A WOMAN has insisted annual leave from work should always be given on a "first come, first served" basis – and that parents should never be given preferential treatment for holiday.
The lady in question took to Mumsnet's Am I Being Unreasonable thread to ask for other people's opinions on the subject, after reading a story on Facebook about a parent who had asked a child-free colleague to give up some of her saved holiday dates.
"That's obviously a CF (cheeky f***er) request," she added in her post. "But in general, what do you think about parents and holiday requests Vs childfree colleagues?"
She then continued to reveal her own thoughts on the matter, insisting that her opinion hasn't changed despite becoming a parent herself.
"I don't believe parents should be given priority when it comes to time off on any holiday, be it summer or Christmas etc," she explained.
"I think it should always, generally, work on a first come first served basis."
Recalling numerous times she was previously "refused any sort of time off in the summer because every single parent in the office had booked off the summer and they were given first dibs on those dates", she admitted she was "annoyed" by being discriminated against for not having kids.
"I'm a parent now but my opinion hasn't changed on that," she added. "I think if someone child-free has gotten there with the request before you then that's tough."
She also said she doesn't think it's fair that people with children are given priority when it comes to taking time off over Christmas.
"It's definitely something I've experienced in my workplace before and after having DC (dear children) and it feels very unfair," she concluded.
"I really don't think it's anyone else's responsibility to ensure you get time off during school holidays or things like Christmas and that a childfree colleague has as much right to book the time off as any parent."
The post sparked a lively debate on Mumsnet, with more than 800 people commenting.
One person suggested a "rota system of sorts" would be a good way to ensure that holiday allocation in an office was fair, while another agreed, "Things like Christmas should be shared equally, if you don't have one Christmas off you can have the next instead etc.
"Otherwise you get the individual who books all the 'best' days off at the start of the year and screw anyone else who can't make plans that early."
Someone else wrote: "Being a parent is my choice, it’s not for that choice to impact on other people's ability to take annual leave.
"If you have to work holidays you have to find childcare, just the way it is."
And another person said that while they were initially happy to allow parents to take the time off they wanted, they felt as though those with children had started taking advantage.
"I have always gone out of my (way) to allow colleagues with kids to have Christmas etc – but to be honest it is starting to annoy me," they wrote.

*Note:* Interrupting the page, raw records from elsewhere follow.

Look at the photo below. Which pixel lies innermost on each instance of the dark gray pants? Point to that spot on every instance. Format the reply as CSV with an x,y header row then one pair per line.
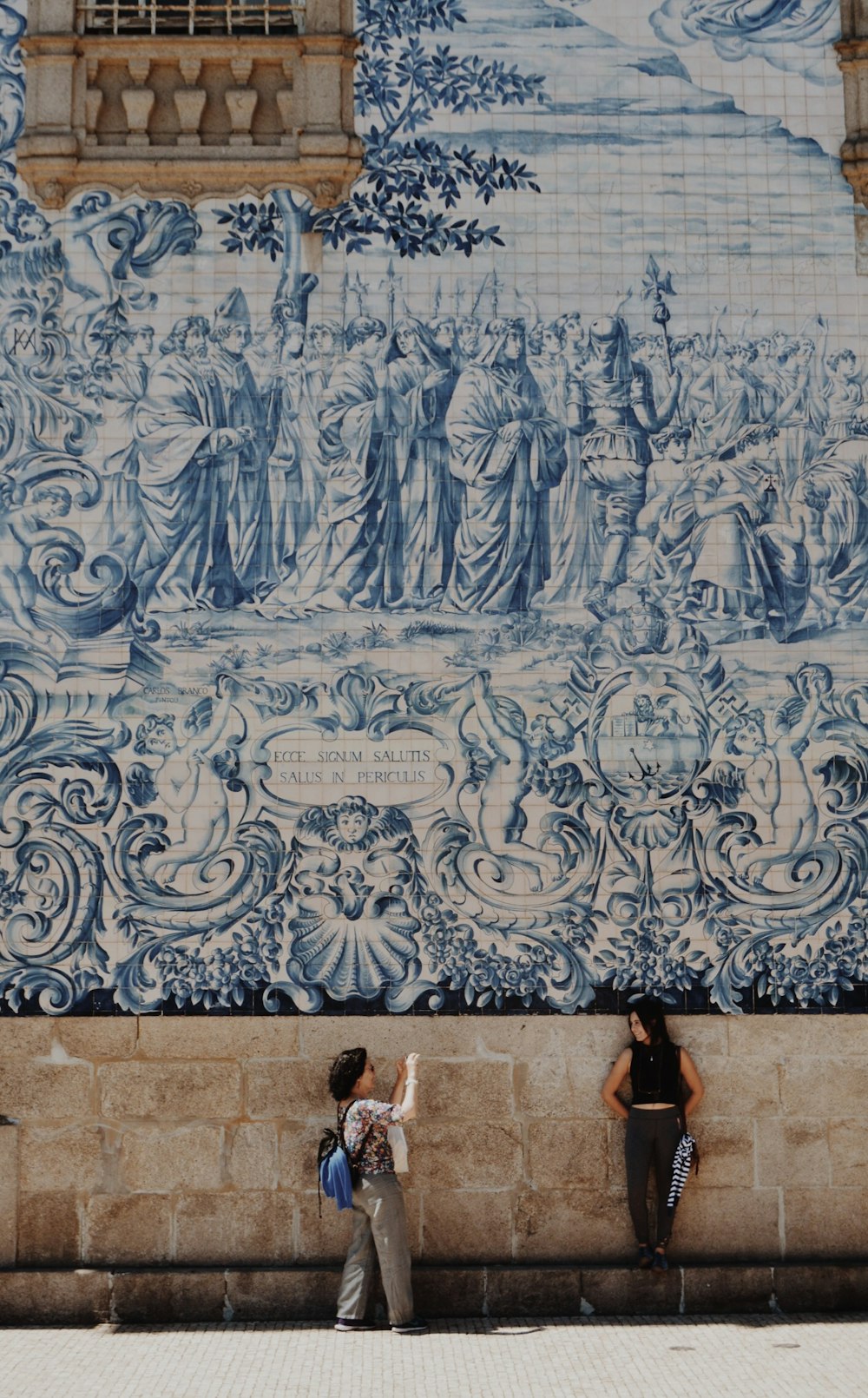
x,y
379,1221
652,1137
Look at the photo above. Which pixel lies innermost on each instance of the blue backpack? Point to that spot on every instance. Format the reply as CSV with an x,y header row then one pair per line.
x,y
336,1168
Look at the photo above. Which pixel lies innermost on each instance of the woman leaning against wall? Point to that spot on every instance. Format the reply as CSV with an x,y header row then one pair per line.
x,y
659,1072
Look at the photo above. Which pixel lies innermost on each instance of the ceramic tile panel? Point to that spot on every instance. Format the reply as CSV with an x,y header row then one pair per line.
x,y
453,602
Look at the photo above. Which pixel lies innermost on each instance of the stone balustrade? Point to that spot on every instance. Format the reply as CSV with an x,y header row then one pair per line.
x,y
192,116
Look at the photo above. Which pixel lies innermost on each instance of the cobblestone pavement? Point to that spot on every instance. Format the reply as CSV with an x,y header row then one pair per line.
x,y
821,1356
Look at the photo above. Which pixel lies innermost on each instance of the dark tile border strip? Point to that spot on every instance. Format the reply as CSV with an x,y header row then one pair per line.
x,y
150,1296
100,1004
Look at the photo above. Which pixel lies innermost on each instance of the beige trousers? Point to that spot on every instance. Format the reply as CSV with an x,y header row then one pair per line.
x,y
379,1222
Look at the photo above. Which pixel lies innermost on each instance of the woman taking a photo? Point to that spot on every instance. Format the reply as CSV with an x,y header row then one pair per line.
x,y
379,1219
656,1120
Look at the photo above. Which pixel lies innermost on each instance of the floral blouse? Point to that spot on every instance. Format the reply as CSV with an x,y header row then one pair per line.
x,y
369,1122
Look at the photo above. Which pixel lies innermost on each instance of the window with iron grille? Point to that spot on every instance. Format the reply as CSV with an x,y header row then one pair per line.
x,y
189,98
206,17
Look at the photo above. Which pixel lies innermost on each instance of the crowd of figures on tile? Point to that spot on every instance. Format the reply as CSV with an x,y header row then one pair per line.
x,y
476,465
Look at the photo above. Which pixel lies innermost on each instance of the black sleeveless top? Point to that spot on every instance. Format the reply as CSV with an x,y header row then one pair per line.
x,y
656,1074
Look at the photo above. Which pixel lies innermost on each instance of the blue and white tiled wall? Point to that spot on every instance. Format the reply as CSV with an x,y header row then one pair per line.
x,y
473,618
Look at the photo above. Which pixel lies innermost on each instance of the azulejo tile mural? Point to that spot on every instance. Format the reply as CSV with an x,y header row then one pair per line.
x,y
455,602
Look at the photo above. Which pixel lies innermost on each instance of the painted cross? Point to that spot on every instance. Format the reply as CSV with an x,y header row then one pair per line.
x,y
660,286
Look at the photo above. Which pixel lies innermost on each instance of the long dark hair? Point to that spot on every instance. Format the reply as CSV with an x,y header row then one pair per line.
x,y
345,1072
653,1019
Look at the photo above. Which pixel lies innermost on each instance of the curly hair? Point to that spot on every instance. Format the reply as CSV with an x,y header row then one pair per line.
x,y
53,492
664,439
345,1072
364,326
652,1018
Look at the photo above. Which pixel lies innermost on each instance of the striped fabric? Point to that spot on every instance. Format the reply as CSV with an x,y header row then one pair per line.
x,y
681,1168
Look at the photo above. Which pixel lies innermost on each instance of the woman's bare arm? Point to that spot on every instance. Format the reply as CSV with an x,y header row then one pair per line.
x,y
398,1092
410,1088
613,1082
694,1081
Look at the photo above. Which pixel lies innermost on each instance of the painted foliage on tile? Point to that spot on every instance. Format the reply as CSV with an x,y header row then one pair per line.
x,y
458,603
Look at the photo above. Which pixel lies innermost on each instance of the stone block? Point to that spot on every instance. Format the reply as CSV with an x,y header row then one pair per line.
x,y
565,1155
293,1294
821,1288
533,1290
171,1091
562,1086
726,1290
252,1157
49,1229
480,1091
9,1196
66,1159
297,1151
286,1088
220,1229
792,1151
849,1152
46,1297
726,1145
797,1036
101,1036
46,1091
572,1226
483,1157
835,1082
322,1240
703,1036
621,1290
161,1297
467,1226
742,1088
826,1223
162,1161
128,1229
29,1038
233,1038
717,1225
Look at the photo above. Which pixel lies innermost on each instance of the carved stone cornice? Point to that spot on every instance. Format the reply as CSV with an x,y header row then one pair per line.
x,y
189,116
853,62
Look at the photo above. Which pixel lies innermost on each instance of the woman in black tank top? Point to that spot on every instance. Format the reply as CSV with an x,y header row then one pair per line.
x,y
656,1120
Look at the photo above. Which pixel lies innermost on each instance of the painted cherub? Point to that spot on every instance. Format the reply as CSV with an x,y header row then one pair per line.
x,y
178,779
27,520
510,776
355,888
794,821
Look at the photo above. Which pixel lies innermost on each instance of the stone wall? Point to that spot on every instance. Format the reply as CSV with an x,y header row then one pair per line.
x,y
190,1143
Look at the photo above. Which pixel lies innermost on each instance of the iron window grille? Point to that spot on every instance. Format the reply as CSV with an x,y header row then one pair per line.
x,y
233,17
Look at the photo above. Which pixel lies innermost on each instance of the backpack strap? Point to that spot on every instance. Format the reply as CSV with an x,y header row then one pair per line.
x,y
358,1154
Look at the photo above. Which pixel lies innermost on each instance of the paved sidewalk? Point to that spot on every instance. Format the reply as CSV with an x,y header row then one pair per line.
x,y
739,1356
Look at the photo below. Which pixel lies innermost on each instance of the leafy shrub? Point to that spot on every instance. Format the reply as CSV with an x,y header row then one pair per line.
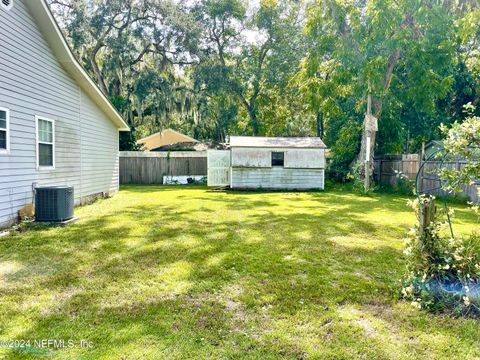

"With working from home I now find parents seem to believe they have an automatic right to disappear for the afternoon school run… If I said I am going for a non negotiable walk for half an hour at 3pm every day I would quickly be told I am required to attend meetings.
"I do think work should be flexible, but I think some parents expect far too much.
"Having children is a choice and a privilege. I shouldn’t have to work harder and longer to allow other people time off to enjoy family life simply because I don’t have children."